Table of Contents

Class HashingEncoder<T>

Namespace
AiDotNet.Preprocessing.Encoders
Assembly
AiDotNet.dll

Encodes categorical features using feature hashing (hashing trick).

public class HashingEncoder<T> : TransformerBase<T, Matrix<T>, Matrix<T>>, IDataTransformer<T, Matrix<T>, Matrix<T>>

Type Parameters

T

The numeric type for calculations (e.g., float, double).

Inheritance
TransformerBase<T, Matrix<T>, Matrix<T>>
HashingEncoder<T>
Implements
IDataTransformer<T, Matrix<T>, Matrix<T>>
Inherited Members

Remarks

HashingEncoder uses a hash function to map categories to a fixed number of columns. This is useful for high-cardinality categorical features where one-hot encoding would create too many columns.

Unlike other encoders, HashingEncoder doesn't need to store the category mappings, making it memory-efficient and able to handle previously unseen categories.

For Beginners: Instead of creating one column per category: - Hash encoding creates a fixed number of columns (e.g., 8) - Each category is hashed to one of these columns - Multiple categories may share the same column (collision)

Pros: Fixed memory, handles new categories, fast Cons: Information loss from collisions, not reversible

Constructors

HashingEncoder(int, bool, int[]?)

Creates a new instance of HashingEncoder<T>.

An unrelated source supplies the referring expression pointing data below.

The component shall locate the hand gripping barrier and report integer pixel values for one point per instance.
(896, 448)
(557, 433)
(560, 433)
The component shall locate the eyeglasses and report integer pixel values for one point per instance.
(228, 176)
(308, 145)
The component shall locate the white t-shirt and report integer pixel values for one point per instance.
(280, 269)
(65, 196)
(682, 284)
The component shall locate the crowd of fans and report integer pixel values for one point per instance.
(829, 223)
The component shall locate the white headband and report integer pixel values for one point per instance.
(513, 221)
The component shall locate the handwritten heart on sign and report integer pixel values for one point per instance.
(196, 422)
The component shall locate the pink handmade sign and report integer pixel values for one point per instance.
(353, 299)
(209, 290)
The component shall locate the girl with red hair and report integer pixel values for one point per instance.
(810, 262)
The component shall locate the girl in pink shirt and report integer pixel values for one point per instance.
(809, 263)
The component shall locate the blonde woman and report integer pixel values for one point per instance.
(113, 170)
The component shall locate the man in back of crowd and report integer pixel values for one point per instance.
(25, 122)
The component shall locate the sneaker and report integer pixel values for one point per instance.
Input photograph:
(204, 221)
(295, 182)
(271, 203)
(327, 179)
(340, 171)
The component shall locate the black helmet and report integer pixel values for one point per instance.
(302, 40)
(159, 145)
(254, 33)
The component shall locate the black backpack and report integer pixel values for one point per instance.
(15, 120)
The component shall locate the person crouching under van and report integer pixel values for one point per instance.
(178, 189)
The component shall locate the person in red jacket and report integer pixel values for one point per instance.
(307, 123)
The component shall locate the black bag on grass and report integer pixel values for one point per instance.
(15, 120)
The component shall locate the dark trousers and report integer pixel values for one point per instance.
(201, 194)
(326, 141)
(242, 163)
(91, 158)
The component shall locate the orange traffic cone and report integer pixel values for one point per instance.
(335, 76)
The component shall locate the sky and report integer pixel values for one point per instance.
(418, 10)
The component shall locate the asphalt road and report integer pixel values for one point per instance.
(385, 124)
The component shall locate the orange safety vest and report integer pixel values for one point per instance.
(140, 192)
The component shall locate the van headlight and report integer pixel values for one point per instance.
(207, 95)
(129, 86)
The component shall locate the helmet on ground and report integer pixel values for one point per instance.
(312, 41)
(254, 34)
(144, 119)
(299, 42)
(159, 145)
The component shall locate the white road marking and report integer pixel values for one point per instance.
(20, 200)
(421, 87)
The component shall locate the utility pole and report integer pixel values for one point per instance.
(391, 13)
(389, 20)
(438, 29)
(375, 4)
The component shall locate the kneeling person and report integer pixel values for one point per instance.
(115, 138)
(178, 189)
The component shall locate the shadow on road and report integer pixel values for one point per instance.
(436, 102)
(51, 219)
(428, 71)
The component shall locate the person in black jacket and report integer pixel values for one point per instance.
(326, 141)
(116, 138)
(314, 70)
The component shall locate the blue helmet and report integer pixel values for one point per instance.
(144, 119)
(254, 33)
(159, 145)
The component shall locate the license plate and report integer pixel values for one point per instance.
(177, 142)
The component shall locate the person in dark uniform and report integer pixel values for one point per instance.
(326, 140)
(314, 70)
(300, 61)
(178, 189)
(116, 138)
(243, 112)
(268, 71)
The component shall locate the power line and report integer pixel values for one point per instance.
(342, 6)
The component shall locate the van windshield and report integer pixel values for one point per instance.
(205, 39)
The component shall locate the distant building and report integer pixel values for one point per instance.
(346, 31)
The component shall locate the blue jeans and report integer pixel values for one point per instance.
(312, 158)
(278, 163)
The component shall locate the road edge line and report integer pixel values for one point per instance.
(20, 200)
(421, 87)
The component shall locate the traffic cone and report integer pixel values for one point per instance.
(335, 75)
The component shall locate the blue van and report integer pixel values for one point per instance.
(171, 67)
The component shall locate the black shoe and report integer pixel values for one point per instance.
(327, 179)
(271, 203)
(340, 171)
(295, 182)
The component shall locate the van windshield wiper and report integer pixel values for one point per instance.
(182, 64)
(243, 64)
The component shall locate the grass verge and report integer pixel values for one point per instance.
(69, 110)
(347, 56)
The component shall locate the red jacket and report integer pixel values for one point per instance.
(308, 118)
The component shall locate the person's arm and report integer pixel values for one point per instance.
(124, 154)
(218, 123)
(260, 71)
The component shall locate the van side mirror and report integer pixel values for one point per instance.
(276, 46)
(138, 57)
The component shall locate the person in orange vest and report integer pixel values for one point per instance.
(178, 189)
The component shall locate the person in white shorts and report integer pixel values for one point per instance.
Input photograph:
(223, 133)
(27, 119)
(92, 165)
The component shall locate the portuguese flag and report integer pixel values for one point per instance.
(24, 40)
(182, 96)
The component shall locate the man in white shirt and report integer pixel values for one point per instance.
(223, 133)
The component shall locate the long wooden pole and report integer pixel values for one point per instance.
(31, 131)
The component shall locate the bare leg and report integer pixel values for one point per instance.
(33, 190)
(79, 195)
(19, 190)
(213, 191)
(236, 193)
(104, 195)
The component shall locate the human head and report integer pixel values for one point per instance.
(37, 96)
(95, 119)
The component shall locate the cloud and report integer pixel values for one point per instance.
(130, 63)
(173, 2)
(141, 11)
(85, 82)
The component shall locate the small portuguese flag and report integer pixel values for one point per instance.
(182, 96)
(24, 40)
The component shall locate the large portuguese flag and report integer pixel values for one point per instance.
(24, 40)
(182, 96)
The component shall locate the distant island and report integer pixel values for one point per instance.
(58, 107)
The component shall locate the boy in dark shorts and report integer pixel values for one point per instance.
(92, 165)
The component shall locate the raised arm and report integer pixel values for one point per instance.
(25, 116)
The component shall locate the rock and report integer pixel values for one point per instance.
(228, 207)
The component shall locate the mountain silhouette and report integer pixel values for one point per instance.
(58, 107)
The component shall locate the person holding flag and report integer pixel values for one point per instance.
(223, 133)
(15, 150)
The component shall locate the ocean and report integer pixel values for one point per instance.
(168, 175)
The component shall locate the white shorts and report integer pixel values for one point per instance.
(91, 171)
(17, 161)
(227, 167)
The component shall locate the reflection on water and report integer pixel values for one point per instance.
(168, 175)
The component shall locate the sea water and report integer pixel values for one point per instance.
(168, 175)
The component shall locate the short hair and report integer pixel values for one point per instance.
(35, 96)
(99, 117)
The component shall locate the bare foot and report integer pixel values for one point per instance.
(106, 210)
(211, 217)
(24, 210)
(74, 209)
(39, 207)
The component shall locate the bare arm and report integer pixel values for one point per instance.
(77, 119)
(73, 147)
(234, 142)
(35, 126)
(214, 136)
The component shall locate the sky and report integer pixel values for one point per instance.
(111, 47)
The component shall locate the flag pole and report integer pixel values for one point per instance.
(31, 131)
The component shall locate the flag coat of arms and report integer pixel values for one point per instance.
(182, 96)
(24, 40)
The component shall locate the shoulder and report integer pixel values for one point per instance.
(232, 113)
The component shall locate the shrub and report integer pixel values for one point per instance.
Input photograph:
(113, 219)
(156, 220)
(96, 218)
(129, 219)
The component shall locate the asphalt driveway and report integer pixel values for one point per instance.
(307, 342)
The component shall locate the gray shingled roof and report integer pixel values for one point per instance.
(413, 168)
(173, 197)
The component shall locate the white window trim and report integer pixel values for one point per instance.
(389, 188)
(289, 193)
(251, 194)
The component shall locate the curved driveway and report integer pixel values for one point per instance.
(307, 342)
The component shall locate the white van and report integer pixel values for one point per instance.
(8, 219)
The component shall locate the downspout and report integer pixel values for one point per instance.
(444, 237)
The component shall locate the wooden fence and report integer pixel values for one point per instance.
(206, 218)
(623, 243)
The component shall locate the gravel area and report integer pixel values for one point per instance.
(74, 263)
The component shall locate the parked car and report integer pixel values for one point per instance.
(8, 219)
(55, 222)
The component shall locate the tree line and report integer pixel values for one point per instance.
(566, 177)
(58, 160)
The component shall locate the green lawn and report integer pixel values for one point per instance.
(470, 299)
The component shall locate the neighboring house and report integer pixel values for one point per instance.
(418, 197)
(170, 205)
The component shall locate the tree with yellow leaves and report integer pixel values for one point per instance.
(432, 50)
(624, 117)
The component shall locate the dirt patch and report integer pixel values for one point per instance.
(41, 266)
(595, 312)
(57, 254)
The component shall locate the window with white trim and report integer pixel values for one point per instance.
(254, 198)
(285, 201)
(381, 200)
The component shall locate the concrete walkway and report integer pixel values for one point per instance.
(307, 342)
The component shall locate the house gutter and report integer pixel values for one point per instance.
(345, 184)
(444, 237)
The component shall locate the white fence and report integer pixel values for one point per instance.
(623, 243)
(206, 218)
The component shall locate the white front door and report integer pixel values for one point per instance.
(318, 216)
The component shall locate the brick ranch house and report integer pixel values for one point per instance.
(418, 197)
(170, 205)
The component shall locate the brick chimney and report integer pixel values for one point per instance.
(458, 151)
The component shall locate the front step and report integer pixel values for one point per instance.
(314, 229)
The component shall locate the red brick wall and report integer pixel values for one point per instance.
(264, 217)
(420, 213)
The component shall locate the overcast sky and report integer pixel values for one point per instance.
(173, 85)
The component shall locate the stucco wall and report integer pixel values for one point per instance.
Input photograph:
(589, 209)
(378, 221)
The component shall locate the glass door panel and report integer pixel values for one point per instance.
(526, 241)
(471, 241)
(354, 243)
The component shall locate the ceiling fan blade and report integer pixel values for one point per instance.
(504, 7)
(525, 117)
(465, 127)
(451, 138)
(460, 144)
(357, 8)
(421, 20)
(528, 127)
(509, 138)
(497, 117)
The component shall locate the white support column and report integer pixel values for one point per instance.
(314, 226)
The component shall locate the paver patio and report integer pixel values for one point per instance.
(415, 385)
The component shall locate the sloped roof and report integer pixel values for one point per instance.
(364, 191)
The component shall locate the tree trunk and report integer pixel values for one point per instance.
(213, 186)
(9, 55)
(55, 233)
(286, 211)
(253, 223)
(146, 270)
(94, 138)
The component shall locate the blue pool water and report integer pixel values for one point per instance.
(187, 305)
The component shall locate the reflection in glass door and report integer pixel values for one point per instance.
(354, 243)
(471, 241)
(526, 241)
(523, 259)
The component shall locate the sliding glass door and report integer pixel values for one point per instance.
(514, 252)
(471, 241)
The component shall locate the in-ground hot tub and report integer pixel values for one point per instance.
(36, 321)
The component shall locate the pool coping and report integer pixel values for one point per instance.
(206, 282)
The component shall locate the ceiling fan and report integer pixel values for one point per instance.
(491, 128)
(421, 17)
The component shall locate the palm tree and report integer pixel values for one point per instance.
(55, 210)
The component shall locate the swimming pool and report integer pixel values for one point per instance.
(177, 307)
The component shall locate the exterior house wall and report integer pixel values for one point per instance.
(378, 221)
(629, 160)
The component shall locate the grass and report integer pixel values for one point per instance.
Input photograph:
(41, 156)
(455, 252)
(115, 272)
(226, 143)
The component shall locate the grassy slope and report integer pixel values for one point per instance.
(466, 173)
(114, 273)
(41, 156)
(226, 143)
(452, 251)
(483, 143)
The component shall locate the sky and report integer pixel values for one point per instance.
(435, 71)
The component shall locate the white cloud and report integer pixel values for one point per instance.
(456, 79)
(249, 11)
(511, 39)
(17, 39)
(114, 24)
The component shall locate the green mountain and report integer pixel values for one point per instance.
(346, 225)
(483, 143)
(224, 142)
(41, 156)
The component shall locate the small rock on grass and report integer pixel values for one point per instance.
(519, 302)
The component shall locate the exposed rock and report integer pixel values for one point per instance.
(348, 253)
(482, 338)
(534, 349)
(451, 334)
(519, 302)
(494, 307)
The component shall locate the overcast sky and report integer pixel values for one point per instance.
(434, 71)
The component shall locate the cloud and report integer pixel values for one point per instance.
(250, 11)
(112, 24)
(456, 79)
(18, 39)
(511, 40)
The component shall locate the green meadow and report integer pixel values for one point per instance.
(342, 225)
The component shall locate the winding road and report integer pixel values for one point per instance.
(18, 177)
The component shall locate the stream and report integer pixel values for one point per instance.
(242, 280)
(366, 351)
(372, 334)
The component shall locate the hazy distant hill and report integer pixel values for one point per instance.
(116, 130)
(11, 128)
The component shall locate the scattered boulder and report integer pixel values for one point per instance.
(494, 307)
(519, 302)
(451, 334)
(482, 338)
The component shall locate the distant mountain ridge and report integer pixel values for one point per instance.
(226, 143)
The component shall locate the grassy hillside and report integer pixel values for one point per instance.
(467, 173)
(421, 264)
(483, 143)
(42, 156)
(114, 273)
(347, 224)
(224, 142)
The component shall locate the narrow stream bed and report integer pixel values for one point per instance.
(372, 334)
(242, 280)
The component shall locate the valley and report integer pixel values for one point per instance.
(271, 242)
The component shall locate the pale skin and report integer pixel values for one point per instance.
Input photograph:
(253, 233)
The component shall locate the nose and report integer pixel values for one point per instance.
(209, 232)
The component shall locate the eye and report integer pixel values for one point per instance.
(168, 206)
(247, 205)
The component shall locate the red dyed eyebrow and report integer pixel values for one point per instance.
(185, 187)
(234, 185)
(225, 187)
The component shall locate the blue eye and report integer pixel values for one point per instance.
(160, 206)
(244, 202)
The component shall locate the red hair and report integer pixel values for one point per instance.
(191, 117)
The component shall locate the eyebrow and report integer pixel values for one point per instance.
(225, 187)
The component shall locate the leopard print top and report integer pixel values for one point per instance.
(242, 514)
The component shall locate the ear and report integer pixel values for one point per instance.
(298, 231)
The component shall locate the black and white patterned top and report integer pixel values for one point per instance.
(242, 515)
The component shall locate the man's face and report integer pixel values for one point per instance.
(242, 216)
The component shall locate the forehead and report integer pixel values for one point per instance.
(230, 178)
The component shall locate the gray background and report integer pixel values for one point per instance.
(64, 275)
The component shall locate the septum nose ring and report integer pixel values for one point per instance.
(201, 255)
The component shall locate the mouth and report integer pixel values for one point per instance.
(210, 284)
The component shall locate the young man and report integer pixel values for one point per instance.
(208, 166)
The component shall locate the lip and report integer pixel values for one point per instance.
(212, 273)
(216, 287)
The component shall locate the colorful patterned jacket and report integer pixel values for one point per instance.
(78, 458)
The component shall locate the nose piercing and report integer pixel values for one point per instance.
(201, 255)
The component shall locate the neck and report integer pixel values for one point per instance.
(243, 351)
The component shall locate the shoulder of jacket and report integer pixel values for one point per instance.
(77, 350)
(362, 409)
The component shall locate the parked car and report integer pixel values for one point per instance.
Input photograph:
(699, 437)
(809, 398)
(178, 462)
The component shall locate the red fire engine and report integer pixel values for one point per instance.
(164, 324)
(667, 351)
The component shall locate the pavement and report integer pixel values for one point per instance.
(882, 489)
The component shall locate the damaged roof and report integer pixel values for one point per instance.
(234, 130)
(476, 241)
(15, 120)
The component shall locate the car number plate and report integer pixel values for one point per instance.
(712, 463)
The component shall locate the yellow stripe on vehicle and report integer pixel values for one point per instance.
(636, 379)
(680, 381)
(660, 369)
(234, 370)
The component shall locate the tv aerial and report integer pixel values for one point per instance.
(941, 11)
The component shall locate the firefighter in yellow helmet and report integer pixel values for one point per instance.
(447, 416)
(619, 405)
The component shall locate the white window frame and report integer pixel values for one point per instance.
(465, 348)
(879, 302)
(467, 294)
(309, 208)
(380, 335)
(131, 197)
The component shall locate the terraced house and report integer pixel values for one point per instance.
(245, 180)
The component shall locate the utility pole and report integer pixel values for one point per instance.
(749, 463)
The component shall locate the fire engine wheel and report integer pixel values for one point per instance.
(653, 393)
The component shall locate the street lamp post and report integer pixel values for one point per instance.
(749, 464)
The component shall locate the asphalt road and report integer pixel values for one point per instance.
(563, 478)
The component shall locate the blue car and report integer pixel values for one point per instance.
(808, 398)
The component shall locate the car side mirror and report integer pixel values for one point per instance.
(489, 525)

public HashingEncoder(int nComponents = 8, bool alternateSign = true, int[]? columnIndices = null)

Parameters

nComponents int

Number of output features per encoded column. Defaults to 8.

alternateSign bool

If true, use alternate signs to reduce collision bias. Defaults to true.

columnIndices int[]

The column indices to encode, or null for all columns.

Properties

AlternateSign

Gets whether alternate signs are used for hash collisions.

public bool AlternateSign { get; }

Property Value

bool

NComponents

Gets the number of hash components (output features per encoded column).

public int NComponents { get; }

Property Value

int

SupportsInverseTransform

Gets whether this transformer supports inverse transformation.

public override bool SupportsInverseTransform { get; }

Property Value

bool

Methods

FitCore(Matrix<T>)

Computes the output feature structure.

protected override void FitCore(Matrix<T> data)

Parameters

data Matrix<T>

The training data matrix.

GetFeatureNamesOut(string[]?)

Gets the output feature names after transformation.

public override string[] GetFeatureNamesOut(string[]? inputFeatureNames = null)

Parameters

inputFeatureNames string[]

Returns

string[]

InverseTransformCore(Matrix<T>)

Inverse transformation is not supported for hash encoding.

protected override Matrix<T> InverseTransformCore(Matrix<T> data)

Parameters

data Matrix<T>

Returns

Matrix<T>

TransformCore(Matrix<T>)

Transforms the data using feature hashing.

protected override Matrix<T> TransformCore(Matrix<T> data)

Parameters

data Matrix<T>

The data to transform.

Returns

Matrix<T>

The hash-encoded data.